C++ Pointers & Arrays

Question

Below is some code from a C++ procedure. The original can be found here; https://code.ros.org/trac/opencv/browser/trunk/opencv/modules/imgproc/src/grabcut.cpp

My perspective is that I am a C# rather than C++ programmer so this code is a bit of a mystery to me even though I ran it through a code converter and it came out unchanged.

My questions are: a). How does 'coefs' become an array, and b). how does 'c' get populated?

To give a bit more information: 'coefs' does not seem to start out as an array and 'c' somehow seems to magically get at least 8 items

    // fields in class called MAT:
    // a distance between successive rows in bytes; includes the gap if any 
    size_t step;
    // pointer to the data
    uchar* data;

    // where ptr comes from:
    template<typename _Tp> _Tp* ptr(int y=0);
    template<typename _Tp> inline _Tp* Mat::ptr(int y)
    {
        CV_DbgAssert( (unsigned)y < (unsigned)rows );
        return (_Tp*)(data + step*y);
    }    
    .....

    // original question code:
    static const int componentsCount = 5;
    Mat model;
    float* coefs;
    float* mean;
    float* cov;

    coefs = model.ptr<float>(0);
    mean = coefs + componentsCount;
    cov = mean + 3*componentsCount;

    for( int ci = 0; ci < componentsCount; ci++ )
        if( coefs[ci] > 0 )
            calcInverseCovAndDeterm( ci );

    void GMM::calcInverseCovAndDeterm( int ci )
    {
        if( coefs[ci] > 0 )
        {
            float *c = cov + 9*ci;
            float dtrm =
                covDeterms[ci] = c[0]*(c[4]*c[8]-c[5]*c[7]) - c[1]*(c[3]*c[8]-c[5]*c[6]) + c[2]*(c[3]*c[7]-c[4]*c[6]);

Answer 1

When you declare an array like this:

int my_ints[10];

my_ints is an array. But in C++ my_ints can also be evaluated as a pointer to the first item in the array. So code like this:

int* the_first_int = my_ints;

...is legal and valid, not to mention very common. You can also use the_first_int as if it were also an array, like this:

int the_third_int = the_first_int[2];

...which makes it practically seamless to go between C-style arrays and pointers and back again.

In your code you declare a pointer to a float:

float* coefs;

(by the way, this should be initialized to NULLL, but that's another story), and then you set it to some value:

coefs = model.ptr<float>(0);

I don't know what model.ptr<float>(0) does, but it probably either allocates an array and returns a pointer to that, or returns a pointer to an array that was already set up.

Now because the coefs is a pointer to float, you can use it like it were an array, which you do in the loop:

for( int ci = 0; ci < componentsCount; ci++ )
    if( coefs[ci] > 0 )

That's why this works.

Answer 2

How does coefs become an array

In C and C++, p[i] is just syntactic sugar for *(p + i). Of course, this construct is only meaningful if p happens to point to an element of an array and p + i does not march off the bounds of that array. Otherwise, you get undefined behavior.

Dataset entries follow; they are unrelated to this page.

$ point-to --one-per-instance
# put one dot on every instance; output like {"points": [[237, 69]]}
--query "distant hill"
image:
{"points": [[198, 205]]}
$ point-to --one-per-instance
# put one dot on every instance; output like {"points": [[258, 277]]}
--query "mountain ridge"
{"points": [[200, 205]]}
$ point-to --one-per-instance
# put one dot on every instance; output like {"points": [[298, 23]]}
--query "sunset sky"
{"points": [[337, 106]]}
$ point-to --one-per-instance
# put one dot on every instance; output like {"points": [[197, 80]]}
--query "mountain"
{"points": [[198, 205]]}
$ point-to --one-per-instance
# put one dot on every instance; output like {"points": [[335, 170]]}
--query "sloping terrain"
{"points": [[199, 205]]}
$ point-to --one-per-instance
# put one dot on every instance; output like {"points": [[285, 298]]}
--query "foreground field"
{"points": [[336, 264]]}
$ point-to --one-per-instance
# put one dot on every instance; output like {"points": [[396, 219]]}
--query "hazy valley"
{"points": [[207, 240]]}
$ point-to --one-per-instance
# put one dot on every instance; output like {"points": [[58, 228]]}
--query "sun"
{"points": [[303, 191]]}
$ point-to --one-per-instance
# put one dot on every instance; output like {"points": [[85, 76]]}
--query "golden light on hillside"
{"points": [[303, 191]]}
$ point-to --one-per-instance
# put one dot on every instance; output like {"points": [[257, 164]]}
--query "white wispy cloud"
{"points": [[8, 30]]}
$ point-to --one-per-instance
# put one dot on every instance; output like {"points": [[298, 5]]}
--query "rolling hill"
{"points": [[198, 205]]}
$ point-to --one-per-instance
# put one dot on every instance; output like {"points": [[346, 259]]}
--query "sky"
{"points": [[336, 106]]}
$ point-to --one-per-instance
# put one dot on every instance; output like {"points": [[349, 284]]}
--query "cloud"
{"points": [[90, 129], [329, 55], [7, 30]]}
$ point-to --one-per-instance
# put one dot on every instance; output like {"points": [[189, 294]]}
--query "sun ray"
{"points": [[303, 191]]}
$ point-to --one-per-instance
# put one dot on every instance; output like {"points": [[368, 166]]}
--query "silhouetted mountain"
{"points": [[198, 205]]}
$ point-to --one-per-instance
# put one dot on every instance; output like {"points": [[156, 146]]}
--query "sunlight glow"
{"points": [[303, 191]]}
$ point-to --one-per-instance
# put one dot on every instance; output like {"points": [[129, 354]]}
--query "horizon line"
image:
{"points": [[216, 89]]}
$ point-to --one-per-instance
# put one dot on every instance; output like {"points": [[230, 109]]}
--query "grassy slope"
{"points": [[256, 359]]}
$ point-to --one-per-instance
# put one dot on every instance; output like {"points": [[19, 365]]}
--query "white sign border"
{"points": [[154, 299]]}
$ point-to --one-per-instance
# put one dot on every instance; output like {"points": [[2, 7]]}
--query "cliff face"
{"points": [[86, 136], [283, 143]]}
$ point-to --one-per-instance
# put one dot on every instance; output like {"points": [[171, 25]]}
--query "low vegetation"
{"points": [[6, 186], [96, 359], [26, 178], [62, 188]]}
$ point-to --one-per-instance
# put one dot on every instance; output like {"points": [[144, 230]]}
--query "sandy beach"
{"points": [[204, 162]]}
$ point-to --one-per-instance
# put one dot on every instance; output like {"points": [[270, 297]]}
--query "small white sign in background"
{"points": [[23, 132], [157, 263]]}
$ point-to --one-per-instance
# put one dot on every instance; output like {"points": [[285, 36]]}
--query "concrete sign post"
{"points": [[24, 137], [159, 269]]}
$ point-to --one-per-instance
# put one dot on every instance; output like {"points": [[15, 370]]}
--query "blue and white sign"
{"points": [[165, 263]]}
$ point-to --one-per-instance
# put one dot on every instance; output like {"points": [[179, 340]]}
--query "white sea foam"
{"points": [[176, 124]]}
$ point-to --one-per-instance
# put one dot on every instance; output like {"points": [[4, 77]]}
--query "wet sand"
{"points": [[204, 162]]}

Kos wrote: please don't just say "undefined behaviour" every time something's wrong unless you can back it up with a standard

Okay, since you were asking for it:

When an expression that has integral type is added to or subtracted from a pointer, the result has the type of the pointer operand. If the pointer operand points to an element of an array object, and the array is large enough, the result points to an element offset from the original element such that the difference of the subscripts of the resulting and original array elements equals the integral expression. In other words, if the expression P points to the i-th element of an array object, the expressions (P)+N (equivalently, N+(P)) and (P)-N (where N has the value n) point to, respectively, the i + n-th and i - n-th elements of the array object, provided they exist. Moreover, if the expression P points to the last element of an array object, the expression (P)+1 points one past the last element of the array object, and if the expression Q points one past the last element of an array object, the expression (Q)-1 points to the last element of the array object. If both the pointer operand and the result point to elements of the same array object, or one past the last element of the array object, the evaluation shall not produce an overflow; otherwise, the behavior is undefined.

Answer 3

In C and C++ pointers and arrays are equivalent. You can treat them as pointer or array ,tht up to you. A pointer to single variable can be considered an array of 1 element.

Answer 4

It appears from your code that model is the data structure that actually contains an array.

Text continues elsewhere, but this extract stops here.